Nowhere is leadership more critical to improving care quality than in wards, clinics and general practices. Leadership at the front line is best performed by clinicians in partnership with general managers. Clinical teams perform best when their leaders value and support staff, enable them to work as a team, ensure the main focus is on patient care and create time to care. 

High quality leadership is key to changing the nature of any organisation, and the challenge is how to develop and sustain a different culture that always puts patients first: ‘How should things be done around here?’

Leaders must work on several fronts simultaneously to deliver success. They need to be:

 - Seeing quality as an organising principle.

 - Building capabilities and skills for improvement.

 - Engaging patients in their care.

 - Promoting professional cultures that support teamwork.

 - Providing consistent leadership themselves.

 - Most importantly leaders must create the systems in which staff are supported to do the right thing.

In our report we highlighted the importance of the emerging concept of patients as leaders. It is a concept worth paying attention to - enabling patients to help frontline teams to redesign services according to patients needs and moving towards true co-production to improve services and patient experience. 

NHS leaders should encourage and nurture patient leaders to help build collaborative relationships and ensure they have access to support and development.

So, what are the implications of Francis for training and development of leaders working in healthcare? The King’s Fund has been delivering leadership development in the NHS since 1951 - we,  like any part the health sector, should reflect on what part we have played in the system and culture we now have and what part we might play in improving leadership in future. 

In recent years, many millions of taxpayer pounds have been invested in NHS leadership development, with relatively little evaluation and therefore very limited evidence about what works best. What is clear, particularly given the current financial climate, is that we must now make sure that resources are directed where they will have the greatest impact.  

Leadership development should focus on developing individual performance in order to improve the performance of the team, organisation or system they work in. 

We should focus on supporting the networks of people practising leadership throughout an organisation or system and on how skills and behaviours can be honed and applied in the real situations in which leaders find themselves, whatever their level or professional background. Working with real relationships and problems makes sense - it is unlikely that much organisational change will be achieved by the development of unconnected individuals. While there will always be a need for individual skills development, we think that development with others in context is the way to ensure organisational values, goals and culture are aligned and the way to get the most ‘bang for our buck’ for the money invested. 
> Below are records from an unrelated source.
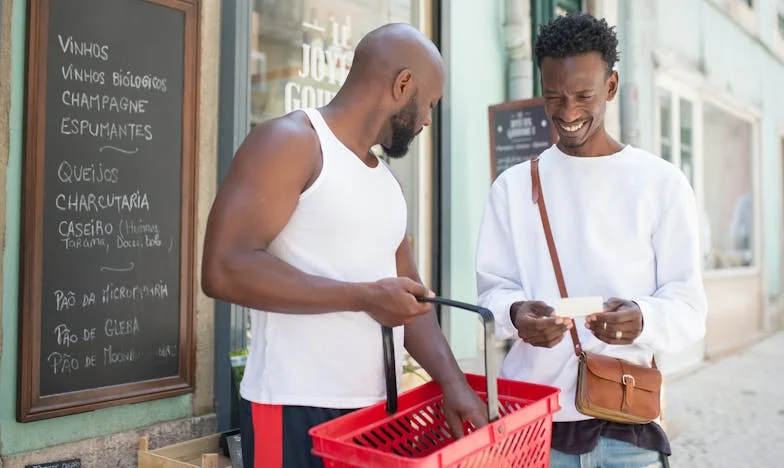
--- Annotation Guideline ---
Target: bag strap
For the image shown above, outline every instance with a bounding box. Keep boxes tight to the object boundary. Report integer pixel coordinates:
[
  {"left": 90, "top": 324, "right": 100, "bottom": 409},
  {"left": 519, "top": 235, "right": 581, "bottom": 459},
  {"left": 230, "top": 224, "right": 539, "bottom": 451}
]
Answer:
[{"left": 531, "top": 157, "right": 583, "bottom": 356}]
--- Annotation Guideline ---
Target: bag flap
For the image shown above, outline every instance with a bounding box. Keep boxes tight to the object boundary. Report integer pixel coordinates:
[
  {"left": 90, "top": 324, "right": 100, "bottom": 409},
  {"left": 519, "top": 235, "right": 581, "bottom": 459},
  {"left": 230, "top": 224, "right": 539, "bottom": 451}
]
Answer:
[{"left": 583, "top": 353, "right": 662, "bottom": 392}]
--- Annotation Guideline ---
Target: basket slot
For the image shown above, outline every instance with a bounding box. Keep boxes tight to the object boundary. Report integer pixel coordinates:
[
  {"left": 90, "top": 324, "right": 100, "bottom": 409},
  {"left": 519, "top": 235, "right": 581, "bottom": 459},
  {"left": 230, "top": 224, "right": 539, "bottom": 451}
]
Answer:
[{"left": 395, "top": 420, "right": 412, "bottom": 434}]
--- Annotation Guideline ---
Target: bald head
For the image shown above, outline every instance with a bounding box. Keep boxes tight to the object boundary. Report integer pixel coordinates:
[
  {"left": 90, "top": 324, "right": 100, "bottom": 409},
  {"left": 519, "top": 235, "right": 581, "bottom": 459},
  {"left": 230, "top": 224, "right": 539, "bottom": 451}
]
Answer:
[
  {"left": 347, "top": 23, "right": 443, "bottom": 81},
  {"left": 332, "top": 23, "right": 444, "bottom": 157}
]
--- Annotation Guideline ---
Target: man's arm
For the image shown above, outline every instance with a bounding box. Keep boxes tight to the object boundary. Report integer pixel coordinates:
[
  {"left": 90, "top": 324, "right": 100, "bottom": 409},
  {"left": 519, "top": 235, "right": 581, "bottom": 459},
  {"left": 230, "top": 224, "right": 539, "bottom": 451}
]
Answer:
[
  {"left": 476, "top": 175, "right": 528, "bottom": 340},
  {"left": 632, "top": 174, "right": 707, "bottom": 352},
  {"left": 396, "top": 239, "right": 487, "bottom": 437},
  {"left": 202, "top": 113, "right": 427, "bottom": 326}
]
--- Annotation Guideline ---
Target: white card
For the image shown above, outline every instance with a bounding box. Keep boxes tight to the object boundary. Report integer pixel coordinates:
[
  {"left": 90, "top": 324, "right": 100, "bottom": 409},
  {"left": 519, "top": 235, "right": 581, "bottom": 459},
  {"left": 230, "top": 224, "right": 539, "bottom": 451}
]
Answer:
[{"left": 552, "top": 296, "right": 604, "bottom": 318}]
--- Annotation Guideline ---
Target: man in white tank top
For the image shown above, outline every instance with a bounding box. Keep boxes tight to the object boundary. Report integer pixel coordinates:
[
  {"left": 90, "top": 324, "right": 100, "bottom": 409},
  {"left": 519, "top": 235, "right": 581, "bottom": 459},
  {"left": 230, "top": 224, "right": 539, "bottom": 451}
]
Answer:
[{"left": 202, "top": 24, "right": 487, "bottom": 468}]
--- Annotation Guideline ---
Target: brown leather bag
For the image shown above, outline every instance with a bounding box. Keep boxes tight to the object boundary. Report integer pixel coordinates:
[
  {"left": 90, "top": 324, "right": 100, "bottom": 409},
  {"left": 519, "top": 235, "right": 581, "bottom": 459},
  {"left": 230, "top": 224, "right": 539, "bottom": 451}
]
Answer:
[{"left": 531, "top": 158, "right": 662, "bottom": 424}]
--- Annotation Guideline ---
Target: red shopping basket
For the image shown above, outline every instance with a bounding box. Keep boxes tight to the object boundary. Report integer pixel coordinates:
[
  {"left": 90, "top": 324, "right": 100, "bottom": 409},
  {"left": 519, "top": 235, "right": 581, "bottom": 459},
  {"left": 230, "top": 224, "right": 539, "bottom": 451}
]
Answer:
[{"left": 309, "top": 298, "right": 560, "bottom": 468}]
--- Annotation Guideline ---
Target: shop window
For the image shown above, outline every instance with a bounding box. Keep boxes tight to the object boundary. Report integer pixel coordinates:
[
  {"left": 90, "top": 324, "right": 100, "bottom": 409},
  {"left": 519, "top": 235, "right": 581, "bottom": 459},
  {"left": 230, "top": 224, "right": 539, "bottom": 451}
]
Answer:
[
  {"left": 658, "top": 89, "right": 695, "bottom": 186},
  {"left": 703, "top": 103, "right": 755, "bottom": 268},
  {"left": 656, "top": 80, "right": 756, "bottom": 270}
]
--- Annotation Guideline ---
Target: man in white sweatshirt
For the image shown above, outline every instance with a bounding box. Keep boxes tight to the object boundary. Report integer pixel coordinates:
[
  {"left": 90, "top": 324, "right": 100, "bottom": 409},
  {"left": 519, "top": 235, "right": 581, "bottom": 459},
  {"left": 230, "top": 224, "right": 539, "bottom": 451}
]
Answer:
[{"left": 476, "top": 14, "right": 706, "bottom": 468}]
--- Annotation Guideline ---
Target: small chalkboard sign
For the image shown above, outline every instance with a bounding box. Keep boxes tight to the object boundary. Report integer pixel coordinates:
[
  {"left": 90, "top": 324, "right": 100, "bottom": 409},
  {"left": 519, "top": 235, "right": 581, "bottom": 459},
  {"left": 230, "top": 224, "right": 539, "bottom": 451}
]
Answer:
[
  {"left": 488, "top": 98, "right": 557, "bottom": 180},
  {"left": 17, "top": 0, "right": 198, "bottom": 422},
  {"left": 25, "top": 458, "right": 82, "bottom": 468}
]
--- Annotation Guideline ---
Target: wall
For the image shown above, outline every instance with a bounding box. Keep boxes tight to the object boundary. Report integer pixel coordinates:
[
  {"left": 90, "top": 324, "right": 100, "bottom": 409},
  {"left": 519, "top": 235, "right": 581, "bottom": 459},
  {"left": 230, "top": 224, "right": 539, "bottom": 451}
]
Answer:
[
  {"left": 0, "top": 0, "right": 220, "bottom": 467},
  {"left": 621, "top": 0, "right": 784, "bottom": 355},
  {"left": 444, "top": 2, "right": 506, "bottom": 359}
]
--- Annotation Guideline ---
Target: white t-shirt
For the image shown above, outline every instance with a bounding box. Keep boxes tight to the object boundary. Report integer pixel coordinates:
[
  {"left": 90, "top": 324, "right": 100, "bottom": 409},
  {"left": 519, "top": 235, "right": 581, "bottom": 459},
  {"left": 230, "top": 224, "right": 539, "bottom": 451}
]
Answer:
[
  {"left": 476, "top": 145, "right": 706, "bottom": 421},
  {"left": 240, "top": 109, "right": 407, "bottom": 408}
]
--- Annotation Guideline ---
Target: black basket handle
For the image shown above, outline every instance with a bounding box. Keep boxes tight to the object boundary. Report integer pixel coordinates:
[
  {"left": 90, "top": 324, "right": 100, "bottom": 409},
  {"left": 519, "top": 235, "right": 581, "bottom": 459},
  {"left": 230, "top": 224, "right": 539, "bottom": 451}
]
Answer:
[{"left": 382, "top": 297, "right": 499, "bottom": 421}]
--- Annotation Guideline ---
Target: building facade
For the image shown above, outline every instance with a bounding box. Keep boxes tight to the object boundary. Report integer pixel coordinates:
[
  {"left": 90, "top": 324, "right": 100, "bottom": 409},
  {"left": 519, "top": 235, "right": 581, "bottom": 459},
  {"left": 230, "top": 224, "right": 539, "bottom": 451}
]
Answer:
[{"left": 0, "top": 0, "right": 784, "bottom": 468}]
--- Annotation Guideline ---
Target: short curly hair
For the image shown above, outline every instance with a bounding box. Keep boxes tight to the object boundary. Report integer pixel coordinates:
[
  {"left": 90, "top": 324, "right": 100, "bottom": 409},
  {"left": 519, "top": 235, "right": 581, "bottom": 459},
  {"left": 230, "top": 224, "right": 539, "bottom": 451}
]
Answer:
[{"left": 534, "top": 13, "right": 620, "bottom": 74}]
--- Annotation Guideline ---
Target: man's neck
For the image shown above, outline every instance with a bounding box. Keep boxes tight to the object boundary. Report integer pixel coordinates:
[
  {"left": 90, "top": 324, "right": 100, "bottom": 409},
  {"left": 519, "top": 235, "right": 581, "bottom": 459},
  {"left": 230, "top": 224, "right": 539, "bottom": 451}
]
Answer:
[{"left": 321, "top": 96, "right": 384, "bottom": 162}]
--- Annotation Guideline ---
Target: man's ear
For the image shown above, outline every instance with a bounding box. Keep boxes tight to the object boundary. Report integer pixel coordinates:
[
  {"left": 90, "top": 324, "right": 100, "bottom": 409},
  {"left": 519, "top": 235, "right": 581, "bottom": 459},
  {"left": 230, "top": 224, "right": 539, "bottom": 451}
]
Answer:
[
  {"left": 607, "top": 71, "right": 618, "bottom": 101},
  {"left": 392, "top": 68, "right": 414, "bottom": 101}
]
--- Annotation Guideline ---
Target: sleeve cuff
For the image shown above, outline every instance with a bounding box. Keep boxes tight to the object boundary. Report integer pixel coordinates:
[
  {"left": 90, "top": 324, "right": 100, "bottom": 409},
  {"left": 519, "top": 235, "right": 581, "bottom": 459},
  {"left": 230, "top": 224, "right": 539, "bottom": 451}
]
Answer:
[
  {"left": 634, "top": 299, "right": 656, "bottom": 348},
  {"left": 490, "top": 292, "right": 526, "bottom": 340}
]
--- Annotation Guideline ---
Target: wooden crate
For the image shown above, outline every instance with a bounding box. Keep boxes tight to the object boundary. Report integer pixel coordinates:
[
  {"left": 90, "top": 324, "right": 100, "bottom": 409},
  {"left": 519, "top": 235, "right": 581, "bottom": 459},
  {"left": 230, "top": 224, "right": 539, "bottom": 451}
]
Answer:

One thing is clear; there is no quick fix. A sustained effort is needed at all levels to learn the lessons of the Francis Inquiry and to bring about the difficult but essential changes in leadership and culture that are needed to prevent those failures happening again. As we say in our report - the journey of improvement and rediscovering our purpose starts here. l

 

References

1. The King’s Fund. Patient-centred leadership - rediscovering our purpose. 2012.